Em 2025, uma mudança significativa passou a valer: a nova tabela de cálculo do benefício, atualizada em janeiro, junto com o último reajuste do salário mínimo.
Seguro-desemprego tem novidade para demitidos em 2025
Desde o último dia 11 de janeiro, os valores pagos pelo seguro-desemprego passaram a refletir o novo salário mínimo nacional, fixado em R$ 1.518,00. Isso significa que nenhum trabalhador receberá menos do que esse valor.
Além disso, houve uma atualização nas faixas salariais consideradas para o cálculo do benefício, o que afeta diretamente o valor recebido pelos trabalhadores, conforme seus salários anteriores.
Isso acontece porque o seguro-desemprego é calculado com base na média dos últimos três salários recebidos antes da demissão. Se essa média for de até R$ 2.138,76, o trabalhador tem direito a 80% desse valor como benefício mensal.
Para salários que variam entre R$ 2.138,77 e R$ 3.564,96, a fórmula muda: calcula-se 50% sobre o valor excedente a R$ 2.138,76 e adiciona-se R$ 1.711,01 ao resultado.

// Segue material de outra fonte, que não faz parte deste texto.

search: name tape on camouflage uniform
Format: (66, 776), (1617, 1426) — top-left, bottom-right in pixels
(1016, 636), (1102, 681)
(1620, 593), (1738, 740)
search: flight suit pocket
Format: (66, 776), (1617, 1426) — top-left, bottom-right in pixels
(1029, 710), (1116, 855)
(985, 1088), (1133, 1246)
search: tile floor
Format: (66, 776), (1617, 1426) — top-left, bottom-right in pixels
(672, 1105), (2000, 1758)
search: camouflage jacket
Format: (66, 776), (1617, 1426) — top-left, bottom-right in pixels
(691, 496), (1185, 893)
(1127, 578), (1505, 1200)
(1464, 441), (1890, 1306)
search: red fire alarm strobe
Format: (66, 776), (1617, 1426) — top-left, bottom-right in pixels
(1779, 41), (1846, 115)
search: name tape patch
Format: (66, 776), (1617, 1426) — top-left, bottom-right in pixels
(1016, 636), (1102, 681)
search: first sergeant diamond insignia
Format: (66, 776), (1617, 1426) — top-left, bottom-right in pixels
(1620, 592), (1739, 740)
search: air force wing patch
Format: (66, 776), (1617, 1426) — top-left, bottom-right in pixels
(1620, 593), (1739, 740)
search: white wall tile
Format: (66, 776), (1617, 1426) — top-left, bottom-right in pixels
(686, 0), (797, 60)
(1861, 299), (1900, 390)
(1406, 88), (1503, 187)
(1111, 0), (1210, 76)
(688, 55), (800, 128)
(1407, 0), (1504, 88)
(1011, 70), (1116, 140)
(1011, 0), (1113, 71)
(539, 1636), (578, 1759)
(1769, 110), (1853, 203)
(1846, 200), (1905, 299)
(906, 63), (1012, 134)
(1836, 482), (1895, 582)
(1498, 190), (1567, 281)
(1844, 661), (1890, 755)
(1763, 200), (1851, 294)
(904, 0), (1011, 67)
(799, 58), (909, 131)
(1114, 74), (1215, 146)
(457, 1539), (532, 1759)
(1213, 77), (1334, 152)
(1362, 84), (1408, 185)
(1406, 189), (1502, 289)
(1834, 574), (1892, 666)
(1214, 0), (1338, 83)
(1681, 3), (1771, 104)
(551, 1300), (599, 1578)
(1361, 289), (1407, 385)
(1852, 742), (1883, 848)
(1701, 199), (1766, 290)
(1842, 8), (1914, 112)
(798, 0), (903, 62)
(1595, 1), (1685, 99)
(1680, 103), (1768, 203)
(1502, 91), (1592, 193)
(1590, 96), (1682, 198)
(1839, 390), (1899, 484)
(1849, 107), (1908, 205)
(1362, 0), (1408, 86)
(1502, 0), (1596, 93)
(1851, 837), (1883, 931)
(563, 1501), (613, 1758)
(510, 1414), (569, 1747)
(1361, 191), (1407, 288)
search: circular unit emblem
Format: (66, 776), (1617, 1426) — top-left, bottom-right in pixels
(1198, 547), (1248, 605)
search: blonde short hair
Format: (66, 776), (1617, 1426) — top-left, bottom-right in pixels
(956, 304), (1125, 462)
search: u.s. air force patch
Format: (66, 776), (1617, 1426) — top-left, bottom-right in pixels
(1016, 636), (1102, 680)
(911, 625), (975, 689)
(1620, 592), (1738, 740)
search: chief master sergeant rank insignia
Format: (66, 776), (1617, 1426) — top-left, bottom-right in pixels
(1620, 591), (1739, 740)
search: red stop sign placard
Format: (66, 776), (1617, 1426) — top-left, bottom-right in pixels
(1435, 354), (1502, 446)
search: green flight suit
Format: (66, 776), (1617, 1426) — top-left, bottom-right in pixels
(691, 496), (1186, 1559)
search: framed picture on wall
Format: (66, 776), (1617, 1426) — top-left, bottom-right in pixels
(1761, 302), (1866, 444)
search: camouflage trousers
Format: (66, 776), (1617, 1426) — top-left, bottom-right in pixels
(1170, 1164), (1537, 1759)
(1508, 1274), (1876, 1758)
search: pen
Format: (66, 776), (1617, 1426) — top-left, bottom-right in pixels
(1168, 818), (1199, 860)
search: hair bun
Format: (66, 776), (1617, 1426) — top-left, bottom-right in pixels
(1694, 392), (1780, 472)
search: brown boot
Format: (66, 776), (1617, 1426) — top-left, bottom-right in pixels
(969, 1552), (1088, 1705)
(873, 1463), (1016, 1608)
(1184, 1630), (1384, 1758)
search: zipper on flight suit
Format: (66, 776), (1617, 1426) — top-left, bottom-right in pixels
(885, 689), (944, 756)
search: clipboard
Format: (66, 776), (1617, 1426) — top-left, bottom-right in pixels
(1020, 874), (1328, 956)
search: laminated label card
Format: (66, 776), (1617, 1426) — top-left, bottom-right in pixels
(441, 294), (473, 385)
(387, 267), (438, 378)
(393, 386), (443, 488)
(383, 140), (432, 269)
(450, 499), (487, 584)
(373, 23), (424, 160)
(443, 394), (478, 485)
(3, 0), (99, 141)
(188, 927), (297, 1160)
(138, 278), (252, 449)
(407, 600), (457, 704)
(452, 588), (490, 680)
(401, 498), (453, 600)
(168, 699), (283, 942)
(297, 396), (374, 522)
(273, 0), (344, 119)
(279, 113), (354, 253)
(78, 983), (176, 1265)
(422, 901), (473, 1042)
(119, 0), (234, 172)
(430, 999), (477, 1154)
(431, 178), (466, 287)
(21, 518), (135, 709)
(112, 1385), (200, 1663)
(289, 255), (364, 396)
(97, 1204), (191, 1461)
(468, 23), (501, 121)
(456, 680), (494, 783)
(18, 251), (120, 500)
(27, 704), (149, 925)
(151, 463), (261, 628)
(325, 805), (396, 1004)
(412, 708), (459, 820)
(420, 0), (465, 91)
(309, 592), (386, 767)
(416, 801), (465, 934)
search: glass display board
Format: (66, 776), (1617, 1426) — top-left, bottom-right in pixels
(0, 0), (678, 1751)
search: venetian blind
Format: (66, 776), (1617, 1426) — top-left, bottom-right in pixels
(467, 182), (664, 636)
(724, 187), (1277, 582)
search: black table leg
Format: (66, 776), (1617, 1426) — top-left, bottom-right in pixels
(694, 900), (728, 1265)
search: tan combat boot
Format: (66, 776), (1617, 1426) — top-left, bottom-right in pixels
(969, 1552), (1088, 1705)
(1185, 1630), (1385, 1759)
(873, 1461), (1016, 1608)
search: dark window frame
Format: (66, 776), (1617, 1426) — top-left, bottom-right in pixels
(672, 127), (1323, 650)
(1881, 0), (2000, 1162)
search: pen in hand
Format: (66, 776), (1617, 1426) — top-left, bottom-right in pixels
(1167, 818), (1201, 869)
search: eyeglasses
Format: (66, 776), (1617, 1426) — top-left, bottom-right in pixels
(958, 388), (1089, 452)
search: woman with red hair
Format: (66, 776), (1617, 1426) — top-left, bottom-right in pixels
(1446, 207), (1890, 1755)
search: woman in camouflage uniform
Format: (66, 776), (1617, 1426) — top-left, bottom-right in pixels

Já quem recebia acima de R$ 3.564,96 terá o valor do benefício fixado no teto de R$ 2.424,11, independentemente da média salarial.
Essas faixas foram ajustadas com base no INPC, índice que mede a inflação para famílias de menor renda e acumula alta de 4,77% nos últimos doze meses.
Quem tem direito ao seguro-desemprego e como solicitar?
Para ter acesso ao seguro-desemprego, é necessário ter sido demitido sem justa causa e cumprir os requisitos mínimos de tempo de trabalho. Na primeira solicitação, exige-se vínculo empregatício por ao menos 12 dos últimos 18 meses.
Para a segunda, o trabalhador deve ter atuado por 9 dos 12 meses anteriores. A partir da terceira solicitação, basta comprovar vínculo nos últimos 6 meses.
É vedado acumular o benefício com outras fontes de renda, exceto pensão por morte ou auxílio-acidente.
O pedido pode ser feito de forma presencial, nas unidades do SINE ou das Superintendências Regionais do Trabalho, ou de forma digital, pelo portal Gov.br ou pelo aplicativo Carteira de Trabalho Digital.
A digitalização do processo tem tornado o acesso mais rápido e eficiente, ampliando o alcance do benefício em um momento de vulnerabilidade.